Returns a list of tuple pairs [(receiver, response), ... ].
"""
responses = []
if not self.receivers:
return responses
for receiver in self._live_receivers(_make_id(sender)):
response = receiver(signal=self, sender=sender, **named)
responses.append((receiver, response))
return responses
Basically what I'm looking for is for someone to explain an efficient way to save user session data in Python that does not depend on the Django framework. A little run-through of the Django authentication would be nice as well.
HTTP is stateless; regardless of the server used, the framework or language, there is no intrinsic way for an HTTP client to say "this request is part of that session". That's part of the design of HTTP.
So sessions are always a feature of the web application; either supported by the a web app framework or implemented in the app itself. The most usual way for a stateful session to be created from the stateless protocol is with cookies; Clients will store cookies at the request of a server and return those same cookies to that server in future requests.

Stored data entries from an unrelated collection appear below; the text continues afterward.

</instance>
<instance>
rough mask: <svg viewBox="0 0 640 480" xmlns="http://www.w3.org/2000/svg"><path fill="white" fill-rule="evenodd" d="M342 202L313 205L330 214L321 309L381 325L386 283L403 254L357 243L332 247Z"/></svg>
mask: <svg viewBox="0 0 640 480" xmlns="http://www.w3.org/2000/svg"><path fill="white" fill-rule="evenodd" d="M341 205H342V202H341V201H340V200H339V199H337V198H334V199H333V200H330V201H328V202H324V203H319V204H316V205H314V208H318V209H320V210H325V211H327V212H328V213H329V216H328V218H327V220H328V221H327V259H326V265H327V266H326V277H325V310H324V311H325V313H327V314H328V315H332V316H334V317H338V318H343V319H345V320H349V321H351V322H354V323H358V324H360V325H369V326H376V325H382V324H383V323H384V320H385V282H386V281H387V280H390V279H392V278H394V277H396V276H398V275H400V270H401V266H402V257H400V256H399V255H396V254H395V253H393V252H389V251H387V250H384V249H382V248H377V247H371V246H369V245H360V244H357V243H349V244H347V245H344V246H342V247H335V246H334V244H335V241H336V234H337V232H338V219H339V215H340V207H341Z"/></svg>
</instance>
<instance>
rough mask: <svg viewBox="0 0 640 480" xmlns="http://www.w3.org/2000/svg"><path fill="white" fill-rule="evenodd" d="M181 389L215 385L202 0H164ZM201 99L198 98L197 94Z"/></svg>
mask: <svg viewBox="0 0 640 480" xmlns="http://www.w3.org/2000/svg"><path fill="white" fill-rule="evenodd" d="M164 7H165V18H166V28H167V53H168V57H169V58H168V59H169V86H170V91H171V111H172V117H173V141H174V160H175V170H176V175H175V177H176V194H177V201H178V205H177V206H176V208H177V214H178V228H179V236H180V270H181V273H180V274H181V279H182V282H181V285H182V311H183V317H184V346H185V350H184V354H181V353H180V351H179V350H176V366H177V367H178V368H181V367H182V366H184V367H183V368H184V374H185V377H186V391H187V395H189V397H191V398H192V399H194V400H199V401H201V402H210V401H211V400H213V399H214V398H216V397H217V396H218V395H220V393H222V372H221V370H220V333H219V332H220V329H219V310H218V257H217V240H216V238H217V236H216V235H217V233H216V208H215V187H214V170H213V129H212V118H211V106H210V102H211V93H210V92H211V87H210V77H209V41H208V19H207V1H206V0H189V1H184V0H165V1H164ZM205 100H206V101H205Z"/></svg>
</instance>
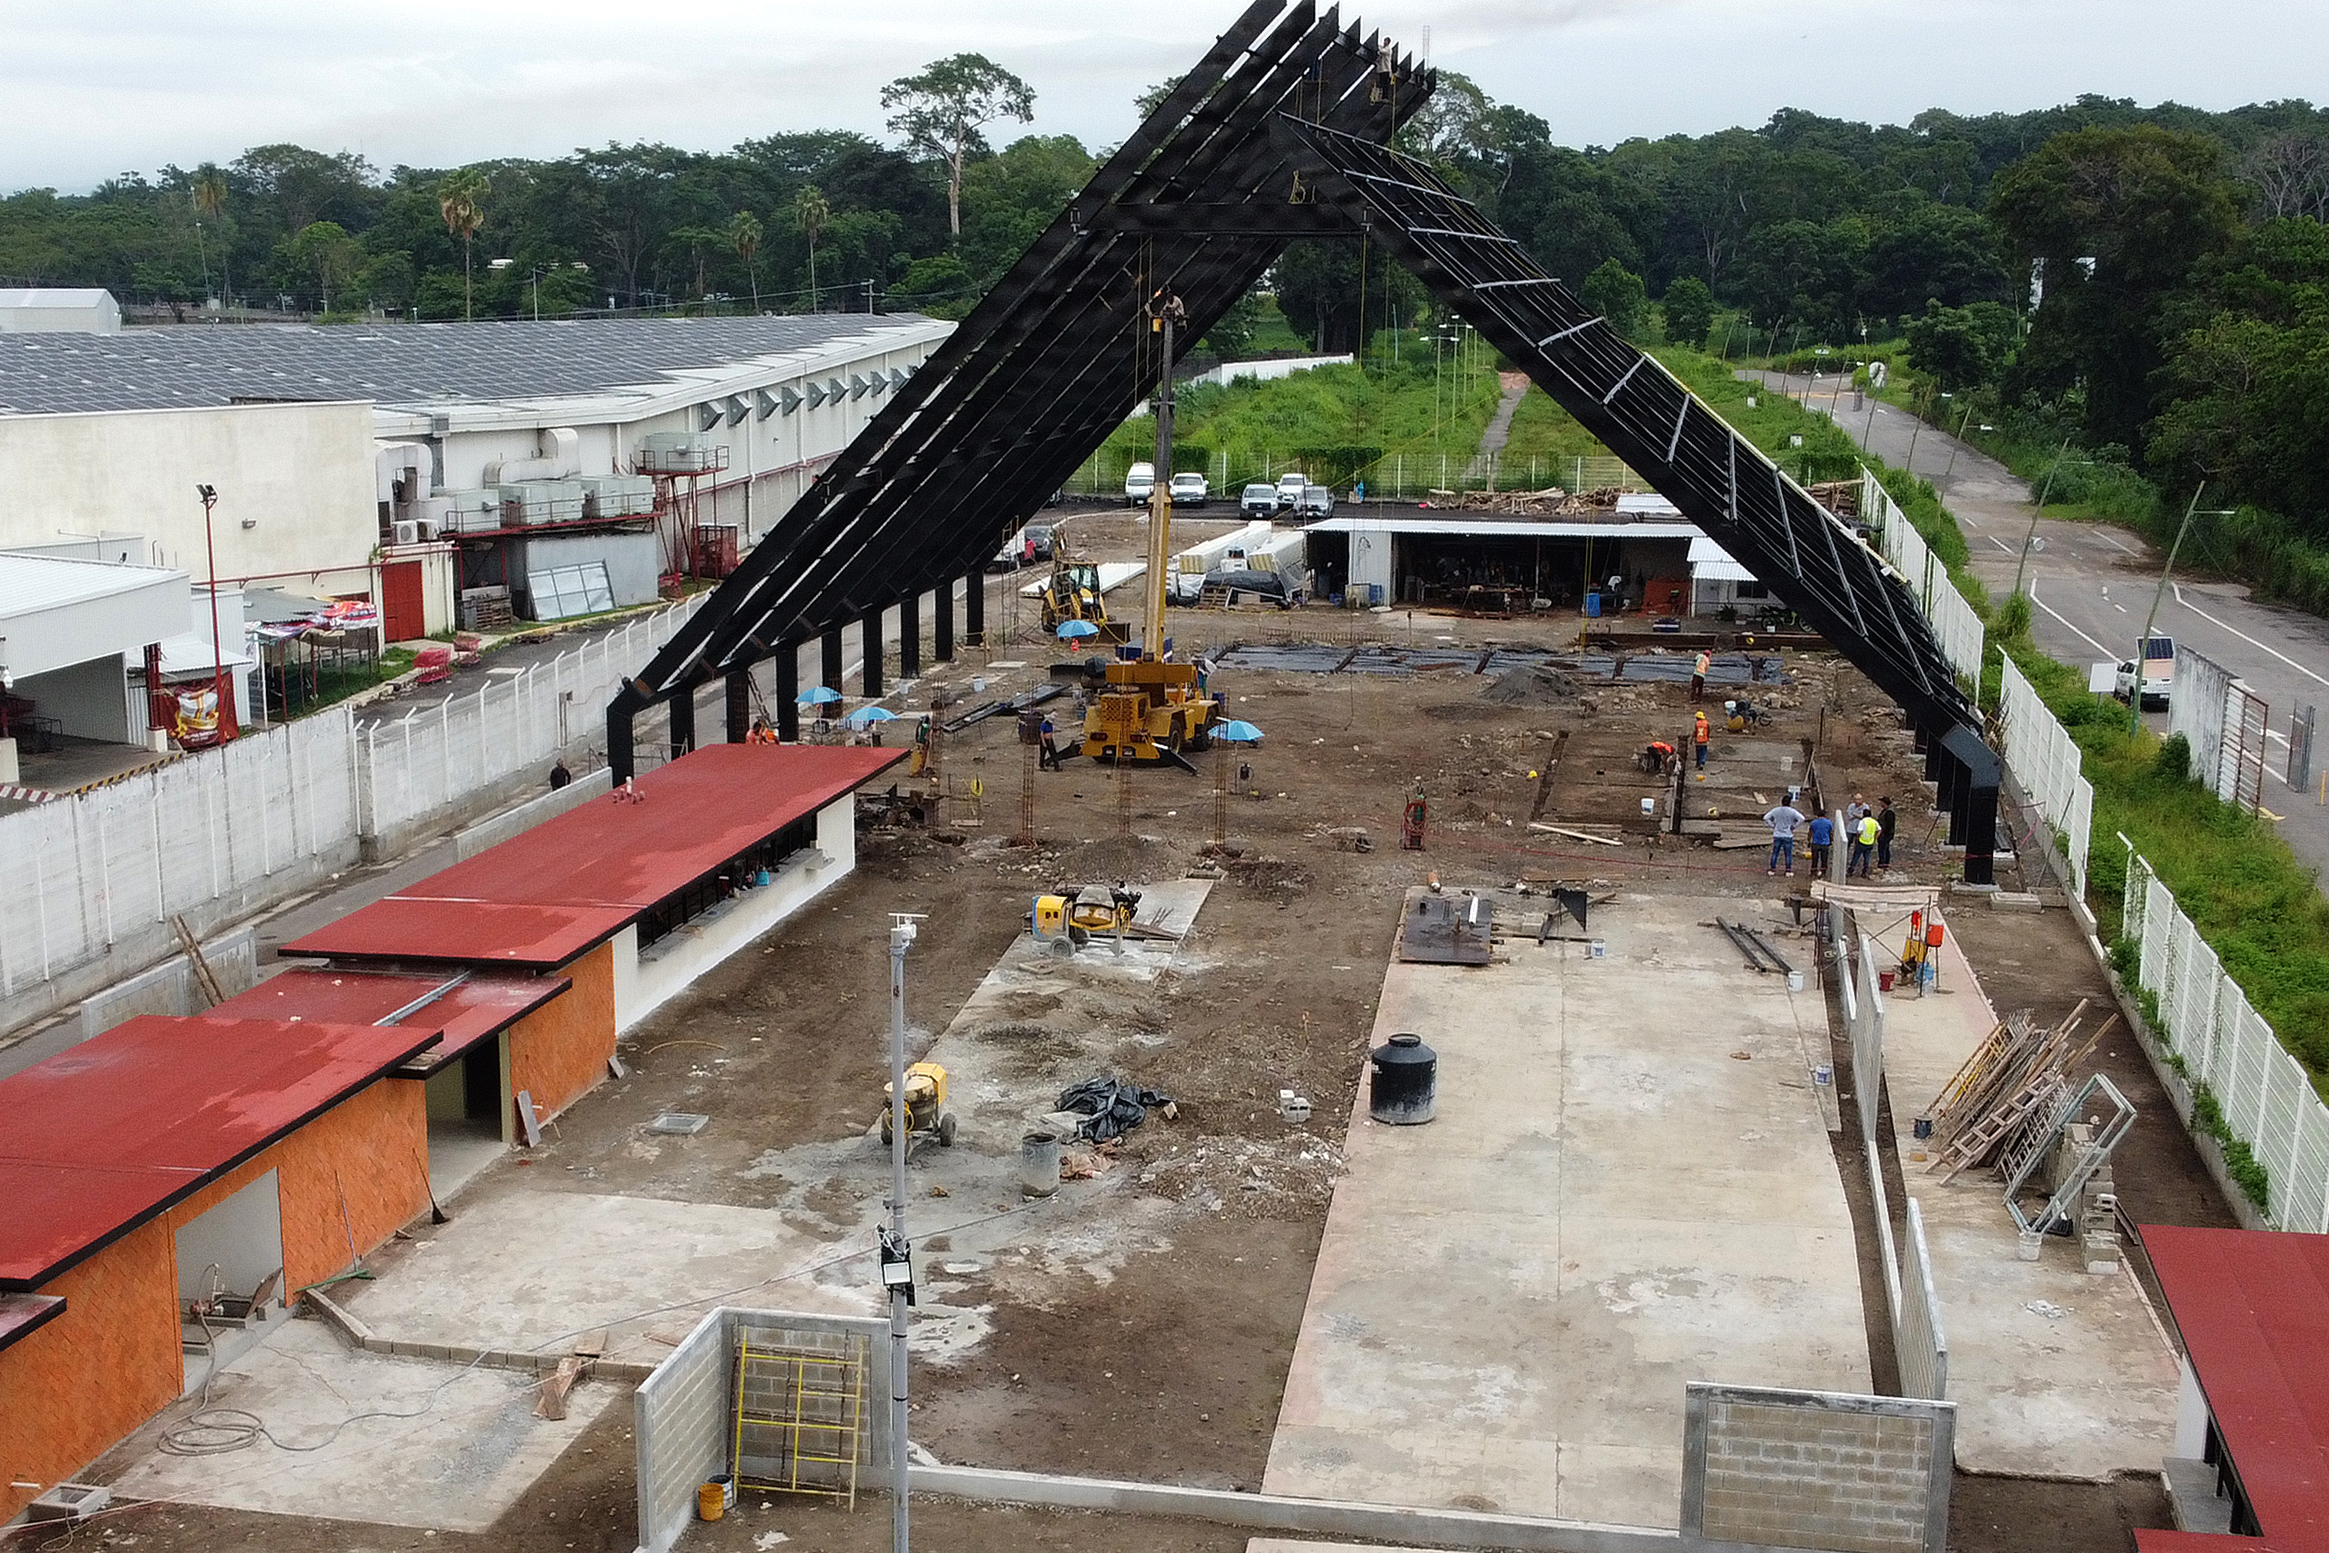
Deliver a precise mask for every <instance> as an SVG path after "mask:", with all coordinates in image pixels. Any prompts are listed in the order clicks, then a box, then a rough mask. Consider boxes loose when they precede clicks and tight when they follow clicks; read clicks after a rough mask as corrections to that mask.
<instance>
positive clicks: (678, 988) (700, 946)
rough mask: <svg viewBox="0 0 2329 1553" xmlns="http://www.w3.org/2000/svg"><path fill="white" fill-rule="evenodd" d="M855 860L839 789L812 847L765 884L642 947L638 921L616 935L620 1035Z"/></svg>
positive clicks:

Session data can be serialized and stored in the cookie itself, but that's both insecure (secret information could be forged or eavesdropped), and inefficient (takes bandwidth even though the individual bytes are of no use to the client), and so the preferred solution is to use an opaque (and even better, single use) session key is stored in a cookie, and the web application will store session data out of band; either in memory, in the filesystem, or a database backend, or some other option.
django takes care of most of this transparently in "middleware", modules that modify incoming requests and outgoing responses. The auth middleware will read a cookie and check if that represents a logged in user, and if so, add a user object to the request; it also attaches cookies to responses when a user gets logged in. the session middlware works in a similar fashion, checking for a cookie, and reading the session data from wherever it was stored between requests, and also grabbing session data from responses and storing them, along with setting a cookie to associate the client's session with the session data it just stored.
Since both of these features are useful, independent of each other (I tend to avoid sessions, but usually use some kind of authentication), they do not depend on each other. Session-like authentication is implemented in a similar manner as sessions, but authenticated users are not stored in "The Session", nor are sessions attached to "The authenticated User".
You might not think so, but django's authentication system is designed to be extended; if you already have a database of valid users you'd like to authenticate against, it's very simple to add a new auth backend that dovetails neatly into the standard django auth application (which means you can also use other applications that depend on it in turn).